Flora and Fauna


Hardly a day goes by when we don’t wake up to the sound of the eagles—chattering away at each other, from one end of the island to the other. We’ve learned quite a bit about them during our visits here.

There are several nesting pairs living here. Oddly we haven’t been able to locate the nests, but they’re here. We see eagles leaving in the morning and returning at night—like commuters off to work. Some days they all stay here—particularly when the wind is up and they can sail on the currents.

On windy days they play—soaring, then diving at each other. Often you will see two young ones flying together, jostling for position. Sometimes one will invert and they will lock talons—tumbling through the air together. It’s great fun to watch, and appears to be great fun for the birds.

In the late summer and early fall, the house provides front-row seating for the eagle show. The young ones must learn how to fish. We’ve read that even mature eagles only come up with a fish on average one of twenty attempts. From what we’ve seen, that seems about right. The rock just below the deck is a favorite place for eagles to sit and watch the schooling fish go by. When the time is right, they’ll jump off the rock, soar down to the surface of the water and try to grab herring.

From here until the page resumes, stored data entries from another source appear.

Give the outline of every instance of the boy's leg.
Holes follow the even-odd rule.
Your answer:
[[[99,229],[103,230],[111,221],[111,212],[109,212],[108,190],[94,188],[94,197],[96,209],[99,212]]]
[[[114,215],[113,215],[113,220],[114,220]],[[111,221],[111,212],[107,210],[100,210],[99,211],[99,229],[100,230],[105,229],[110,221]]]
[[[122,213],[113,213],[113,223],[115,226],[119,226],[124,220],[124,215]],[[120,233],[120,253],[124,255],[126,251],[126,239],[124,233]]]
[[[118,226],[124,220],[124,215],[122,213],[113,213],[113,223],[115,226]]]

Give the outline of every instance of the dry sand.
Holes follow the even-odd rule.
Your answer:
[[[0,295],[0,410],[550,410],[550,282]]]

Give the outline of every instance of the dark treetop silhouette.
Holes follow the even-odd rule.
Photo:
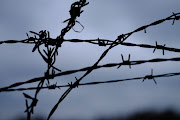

When they are successful, they’ll either take the fish back to the rock or to the top of a nearby tree, then dine on sushi.

Listening for Whales

From our perch on the deck we can frequently see whales swimming by feeding on the krill and schools of herring in the Passamaquoddy Bay. Though it’s always a thrill to see them there’s nothing like being out on the water with the prospect of a closer view. This is the story of one of those perfect days, calm seas, blue skies, warm sunshine. It all began with Ralph, Michael and I piling into the boat and heading off toward the bay to see what we could find.

There are a lot of ways to find sea creatures this time of year. One of the easiest ways is to follow the many whale boats. It’s their business, after all, to find whales for the eager tourists. So after picking Ralph and I up from the beach, Captain Mike headed down the “river” to see what the tour boats were up to.

We started spotting groups of porpoise right away and could only guess that fish must be plentiful as group after group of porpoise sliced through the waters around us. We cut the engine, sat out on the stern in the sun and started listening. Each of our local sea creatures have wonderfully distinctive sounds that make it easier to see them… the quiet rhythmic whosh of the porpoise, the noisy sneeze of the seals, and the loud swoosh of air and water the whales make as they break the surface of the water. Its the sounds, not the sight that guide the eye to just the right place, just in time, to see these incredible creatures glide through the water.

As much as we enjoy these playful creatures.. we wanted to see WHALES.. and we were not disappointed. Guided by the distinctive swosh of air and water, we saw a number of minke and finback whales. In the distance we could see great spouts of water as two fins filled their lungs and disappeared into the blue green water. We spotted a pair of minke whales swimming in tandem, heading toward Eastport for afternoon tea…

But the absolute thrill of the day, was when one of the enormous fins broke the surface not 50 feet from the stern of our boat! The finback whale is the second largest baleen whale reaching a maximum size of around 78 feet! They are fast swimmers, and are difficult to follow, so it is a wonderful surprise to have one pop out of the water right by the boat. Ralph gave a startled bark… and I couldn’t help but wonder if these beautiful creatures are careful about the little boats in their path.

Before the day was over we saw more porpoise than I could count… Several finback whales… two minke whales, and as an extra bonus, we passed a couple dozen sleepy seals, resting in the afternoon sun on the rocks just off the east end of our island. Quite an afternoon !

Living in the midst of these beautiful creatures is definitely one of the blessings of life on Casco Bay Island.